Enel Greenpower e Renzi inaugurano l'impianto ibrido in Nevada

impianto_ibrido_Enel

In occasione della sua visita negli Stati Uniti, il premier Matteo Renzi ha inaugurato oggi il diario di bordo della missione americana che si concluderà il prossimo venerdì a Washington. Come prima tappa il presidente del Consiglio ha scelto il Nevada per visitare Stillwater, città in cui è stata presentata la centrale di energie rinnovabili di Enel Greenpower. Con un post su Facebook, Renzi ha sottolineato fiero il successo dell’azienda italiana: «Enel è una grande azienda della quale essere orgogliosi. Una grande azienda globale, tra le poche multinazionali che hanno la testa e il cuore in Italia. Continueremo a farla crescere, anche attraverso i progetti innovativi della Banda Larga che presenteremo il prossimo 7 aprile».

Al centro del tour americano del premier lo sviluppo tecnologico e l’innovazione, con l’obiettivo di mostrare un’immagine migliore dell’Italia a livello internazionale. «Con il Ceo di Enel Francesco Starace – scrive Renzi – raccogliamo i frutti di un lungo lavoro di anni che ha visto l’azienda italiana diventare una delle principali compagnie del mondo per il geotermico, per il solare fotovoltaico, per il solare termico – tutte realtà presenti in Nevada con una combinazione tecnologica unica – e comunque molto forte anche su eolico e idroelettrico».
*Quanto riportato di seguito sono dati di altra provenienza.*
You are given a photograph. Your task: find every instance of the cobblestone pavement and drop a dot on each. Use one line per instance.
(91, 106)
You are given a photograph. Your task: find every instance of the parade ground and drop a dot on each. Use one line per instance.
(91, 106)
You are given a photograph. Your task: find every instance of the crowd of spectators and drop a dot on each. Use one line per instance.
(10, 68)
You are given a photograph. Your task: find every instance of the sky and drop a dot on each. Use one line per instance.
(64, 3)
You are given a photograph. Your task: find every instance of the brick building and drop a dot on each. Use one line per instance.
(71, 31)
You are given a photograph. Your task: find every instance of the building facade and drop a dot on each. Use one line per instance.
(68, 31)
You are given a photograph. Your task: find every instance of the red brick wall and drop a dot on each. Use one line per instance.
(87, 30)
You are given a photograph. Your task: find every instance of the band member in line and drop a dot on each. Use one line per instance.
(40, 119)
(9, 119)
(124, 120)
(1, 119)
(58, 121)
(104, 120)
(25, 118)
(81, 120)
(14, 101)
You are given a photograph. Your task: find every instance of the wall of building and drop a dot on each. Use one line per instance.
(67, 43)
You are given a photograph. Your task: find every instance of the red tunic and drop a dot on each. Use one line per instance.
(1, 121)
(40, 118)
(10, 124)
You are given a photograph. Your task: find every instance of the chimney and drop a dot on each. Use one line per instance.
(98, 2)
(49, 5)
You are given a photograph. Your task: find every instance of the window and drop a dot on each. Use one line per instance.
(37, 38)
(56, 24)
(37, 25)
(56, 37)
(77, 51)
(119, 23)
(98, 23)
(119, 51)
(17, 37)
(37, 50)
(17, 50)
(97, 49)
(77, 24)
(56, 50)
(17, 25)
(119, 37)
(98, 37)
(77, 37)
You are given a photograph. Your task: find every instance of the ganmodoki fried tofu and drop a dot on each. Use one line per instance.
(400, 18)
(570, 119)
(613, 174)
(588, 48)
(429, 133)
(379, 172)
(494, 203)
L’impianto Enel nel deserto del Nevada è il primo elettrico ibrido al mondo che combina geotermico, fotovoltaico e solare termico. Capace di fornire elettricità a 56mila famiglie americane, risparmiando 140 mila tonnellate di CO2 rispetto alla generazione tradizionale, l’impianto di Stillwater, realizzato da Enel Green Power a Fallon, è stato inaugurato oggi da Starace e dal premier Renzi. Un modello innovativo da esportare per il Made in Italy e l’eccellenza della tecnologia italiana.

«La lezione che stiamo imparando da questo sito sarà la chiave per lo sviluppo di altri siti ibridi nel mondo», ha spiegato Starace nel corso dell’inaugurazione in cui erano presenti anche numerosi esperti e autorità americane. «Continueremo a investire nelle nuove soluzioni tecnologiche per ottimizzare gli “asset” esistenti e crescere, mantenendo l’innovazione e l’efficienza come chiave-guida del nostro piano strategico», ha aggiunto l’ad dell’Enel.

Il premier ha però riposto anche l’attenzione sulla necessità di non abbandonare i combustibili fossili, dal momento che un mondo fatto solo di green economy è da considerare ancora un sogno: «Le rinnovabili vedono l’Italia tra i leader mondiali e ne siamo orgogliosi. Ma dobbiamo avere consapevolezza che un mondo che va avanti solo a rinnovabili per il momento è un sogno. Dobbiamo ridurre la dipendenza dai fossili e le emissioni, come abbiamo fatto negli ultimi 25 anni (in Italia -23% di emissioni CO2). Ma il petrolio e gas naturale serviranno ancora a lungo: non sprecare ciò che abbiamo è il primo comandamento per tutti noi».

La società del gruppo elettrico italiano per lo sviluppo delle rinnovabili opera in Europa, nelle Americhe, in Asia e Africa con un capacità di generazione che nel 2015 ha raggiunto i 35 milioni di chilowattora, capaci di soddisfare il fabbisogno di 15 milioni di utenze. Il progetto realizzato da Enel Greenpower attraverso l’integrazione di 2 Mw di solare termodinamico con i 33,1 Mw di geotermia dell’impianto, che si avvale anche di oltre 24 Mw di fotovoltaico, ha consentito di aumentare la produzione del 3,6%.